Le débit de la Durance, principale source d’eau douce de Marseille, doit baisser de 30% les prochaines décennies. Sobriété et amélioration des infrastructures, le territoire a déjà amorcé son adaptation à ce changement environnemental majeur.

La ressource en eau, une question chaude à l’heure du changement climatique alors qu’un épisode caniculaire précoce frappe la France. Pourtant, en Provence et dans la région Sud, l’été 2026 débute sous de bons auspices. Avec « un mois de février particulièrement humide et le mois de mai déjà au-dessus de la normale, le bilan des cumuls est normal, voire légèrement excédentaire à l’ouest de la région », décrypte Zoé Mahé, directrice adjointe de la Direction régionale de l’environnement, de l’aménagement et du logement (DREAL).

De quoi espérer « pour l’instant » un été sans déclenchement du plan sécheresse, qui restreint l’usage de l’eau (piscines, golfs, nettoyage de voitures, etc.). Les réserves naturelles que sont les glaciers alpins ont tendance à s’épuiser plus vite avec le réchauffement climatique, mais « les nappes phréatiques ont un niveau plutôt haut sur l’ensemble de la région », poursuit la spécialiste.

Même constat pour les « deux grands réservoirs artificiels d’eau potable » que sont les lacs de Serre-Ponçon et Sainte-Croix. Le premier, avec 1,2 milliard de m3 alimente le canal de Marseille avec la Durance. Le second stocke les eaux du Verdon et irrigue toute la Provence jusqu’à Toulon et Saint-Maximin. Ces deux citernes, indispensables pour fournir en eau potable la population du littoral, présentent un taux de remplissage entre 85 et 90%. « Largement au dessus de la ligne rouge sécheresse. Mais c’est impossible aujourd’hui d’évaluer leur niveau en fin d’été », rappelle Zoé Mahé.

« L’agriculture a baissé sa consommation d’eau de 50% en 40 ans »

Cette situation hydraulique est plutôt rassurante pour 2026, mais reste fragile. Et le changement climatique entrainera inévitablement une réduction de la ressource d’eau potable à l’avenir. « Le débit de la Durance devrait baisser de 30 % d’ici 2100 », estime par exemple le directeur du développement de la société du Canal de Provence, Benoit Moreau. « Il y aura toujours de l’eau, mais beaucoup moins ».

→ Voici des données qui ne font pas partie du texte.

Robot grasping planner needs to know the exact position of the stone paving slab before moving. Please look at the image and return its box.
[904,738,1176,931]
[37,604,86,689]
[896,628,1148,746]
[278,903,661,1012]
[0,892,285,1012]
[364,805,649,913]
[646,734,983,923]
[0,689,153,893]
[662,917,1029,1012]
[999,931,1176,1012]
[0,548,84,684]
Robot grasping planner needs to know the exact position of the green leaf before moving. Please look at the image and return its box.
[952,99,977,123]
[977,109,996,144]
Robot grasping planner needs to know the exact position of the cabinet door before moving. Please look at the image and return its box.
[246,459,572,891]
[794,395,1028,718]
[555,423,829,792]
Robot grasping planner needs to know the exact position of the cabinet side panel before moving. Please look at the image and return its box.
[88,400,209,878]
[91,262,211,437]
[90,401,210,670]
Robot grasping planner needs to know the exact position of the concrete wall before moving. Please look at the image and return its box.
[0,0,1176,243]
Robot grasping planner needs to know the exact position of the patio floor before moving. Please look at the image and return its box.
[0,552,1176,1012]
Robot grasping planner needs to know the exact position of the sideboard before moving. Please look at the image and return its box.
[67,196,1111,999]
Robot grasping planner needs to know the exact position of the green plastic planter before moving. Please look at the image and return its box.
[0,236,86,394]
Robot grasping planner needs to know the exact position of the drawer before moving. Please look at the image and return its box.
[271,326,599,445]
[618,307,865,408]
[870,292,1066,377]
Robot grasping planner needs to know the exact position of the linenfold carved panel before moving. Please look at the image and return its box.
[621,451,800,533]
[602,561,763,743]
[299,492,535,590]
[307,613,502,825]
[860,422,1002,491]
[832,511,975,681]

C’est pourquoi « il faut travailler sur deux jambes : la sobriété d’un côté, et l’amélioration des ressources de l’autre », poursuit-il. Côté sobriété, il note déjà une grande amélioration. « L’agriculture a baissé sa consommation d’eau de 50% en 40 ans, en passant de 3 à 6000 m3 par hectare dans les années 1980, à 1 500 m3 aujourd’hui ». Le secteur est le plus gourmand en eau, « de 60 à 70% du total », même si une grande partie retourne au milieu naturel.

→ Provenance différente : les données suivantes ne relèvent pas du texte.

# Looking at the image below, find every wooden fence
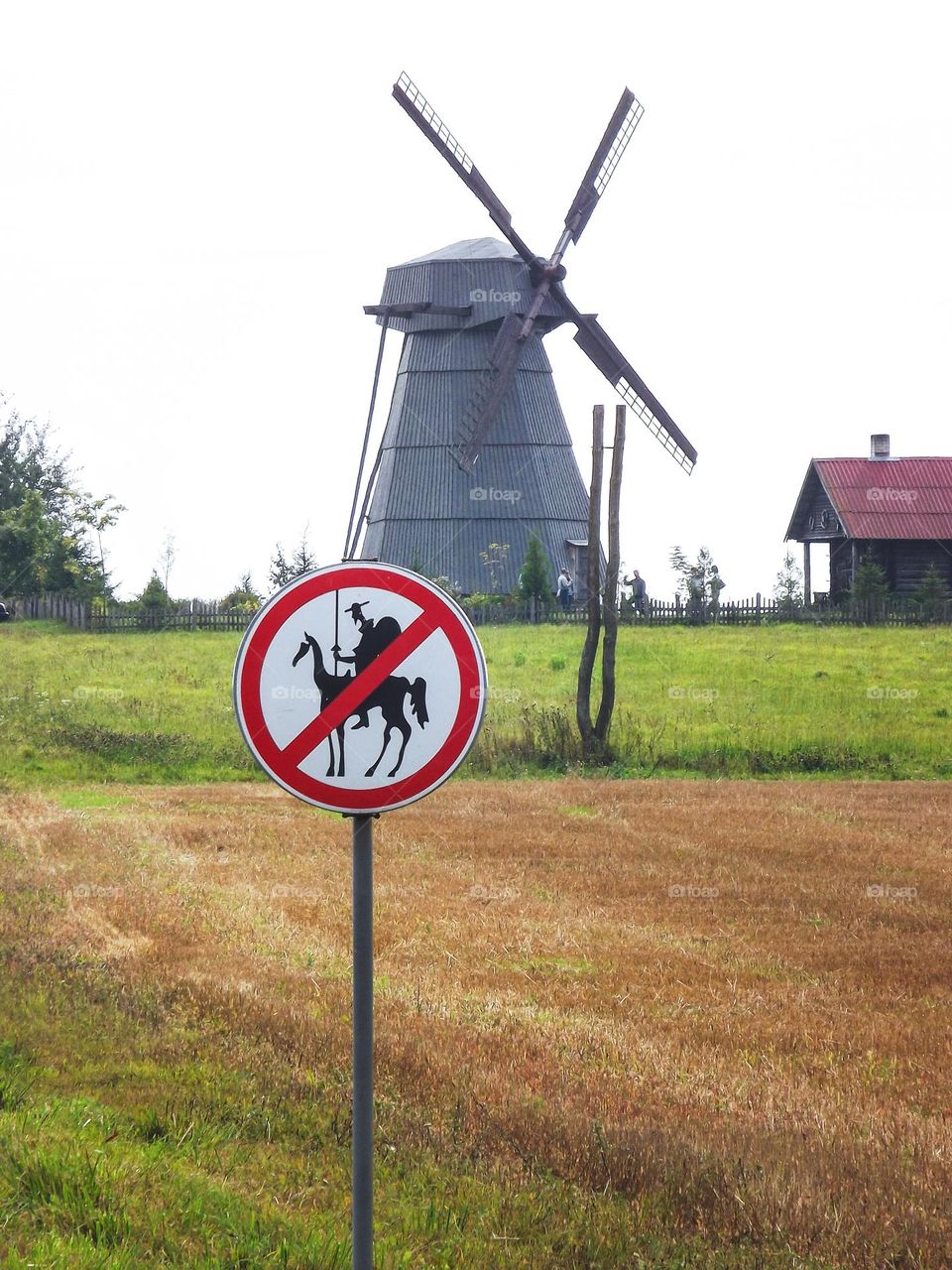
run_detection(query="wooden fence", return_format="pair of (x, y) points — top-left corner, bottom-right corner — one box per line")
(4, 593), (952, 631)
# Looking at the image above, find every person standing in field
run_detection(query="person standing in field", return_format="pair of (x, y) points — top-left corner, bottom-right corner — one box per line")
(625, 569), (648, 617)
(556, 564), (575, 613)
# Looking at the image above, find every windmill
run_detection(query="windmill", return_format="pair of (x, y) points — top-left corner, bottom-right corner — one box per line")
(345, 75), (697, 590)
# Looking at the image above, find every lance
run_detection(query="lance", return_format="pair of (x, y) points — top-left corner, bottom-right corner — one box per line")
(334, 590), (340, 680)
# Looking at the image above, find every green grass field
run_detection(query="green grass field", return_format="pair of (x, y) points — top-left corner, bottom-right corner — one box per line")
(0, 622), (952, 785)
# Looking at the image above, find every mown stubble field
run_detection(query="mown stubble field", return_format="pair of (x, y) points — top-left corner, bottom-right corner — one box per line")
(0, 779), (952, 1270)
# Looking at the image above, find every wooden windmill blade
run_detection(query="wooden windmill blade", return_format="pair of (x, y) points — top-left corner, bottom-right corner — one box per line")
(565, 87), (645, 242)
(394, 72), (536, 264)
(552, 287), (697, 472)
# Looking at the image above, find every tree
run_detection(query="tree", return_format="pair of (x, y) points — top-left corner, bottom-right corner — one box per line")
(480, 543), (509, 595)
(912, 560), (952, 621)
(849, 555), (890, 603)
(520, 530), (552, 600)
(136, 569), (172, 630)
(156, 534), (178, 591)
(669, 548), (726, 621)
(268, 526), (317, 590)
(221, 572), (262, 611)
(0, 398), (123, 599)
(774, 552), (803, 620)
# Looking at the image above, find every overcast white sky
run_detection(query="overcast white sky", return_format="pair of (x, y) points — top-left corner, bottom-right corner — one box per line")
(0, 0), (952, 598)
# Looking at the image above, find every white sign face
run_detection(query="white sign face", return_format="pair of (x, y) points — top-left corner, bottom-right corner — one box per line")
(235, 562), (486, 814)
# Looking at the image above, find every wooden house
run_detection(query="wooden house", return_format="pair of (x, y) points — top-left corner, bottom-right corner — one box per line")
(785, 433), (952, 603)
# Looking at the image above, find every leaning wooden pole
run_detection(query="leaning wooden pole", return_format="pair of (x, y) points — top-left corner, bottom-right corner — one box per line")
(575, 405), (606, 754)
(595, 405), (626, 747)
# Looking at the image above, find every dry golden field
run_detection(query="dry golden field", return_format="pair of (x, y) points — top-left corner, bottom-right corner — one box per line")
(0, 780), (952, 1270)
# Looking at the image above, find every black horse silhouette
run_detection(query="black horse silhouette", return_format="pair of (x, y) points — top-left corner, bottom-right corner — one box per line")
(291, 631), (430, 777)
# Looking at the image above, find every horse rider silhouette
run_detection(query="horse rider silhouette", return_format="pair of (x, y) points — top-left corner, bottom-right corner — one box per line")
(331, 599), (400, 731)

Juste derrière vient l’industrie, qui consommerait autour de 20% de l’eau en France. « Elle a réduit sa consommation de 25% les 10 dernières années », selon Benoit Moreau. Viennent enfin les particuliers, dont la consommation baisse depuis les années 1990 « de 0,5 à 1% par an », poursuit-il. Principalement grâce à l’amélioration des équipements électroménagers.

eau, Réchauffement climatique et sécheresses : la Provence s’adapte déjà au manque d’eau, Made in Marseille
Zoé Mahé, Bénédicte-Martin et Benoit Moreau ont fait un point de situation hydraulique et présenté le plan Or Bleu ce mardi 26 mai.

« Nous avons ainsi économisé 55 millions de mdepuis 2018 »

Reste l’amélioration des ressources, en travaillant sur les infrastructures pour les rendre plus efficaces et réduire les fuites. « Nous avons ainsi économisé 55 millions de mdepuis 2018 », vante Bénédicte Martin, vice-présidente de la Région Provence-Alpes-Côte d’Azur en charge de l’agriculture, de la viticulture et de la ruralité et du terroir.

Elle suit de près le plan régional Or Bleu, lancé depuis 2018 et « doté de 751 millions d’euros pour préserver cette ressource ». Il se concentre sur « la modernisation des réseaux hydrauliques et leur extension », du Nord au Sud de la région. « On va arriver a 19 millions m3 économisés par an, en finançant deux appels à projets chaque année », assure-t-elle.

Autour de la Provence, des projets concernent par exemple l’étang de Berre, où l’apport de la Durance, via notamment la centrale hydroélectrique, a perturbé l’équilibre entre eau salée et eau douce. Des projets pourraient prochainement recanaliser ces rejets, ou rouvrir l’ancien tunnel du Rove pour retrouver la salinité du site. À suivre.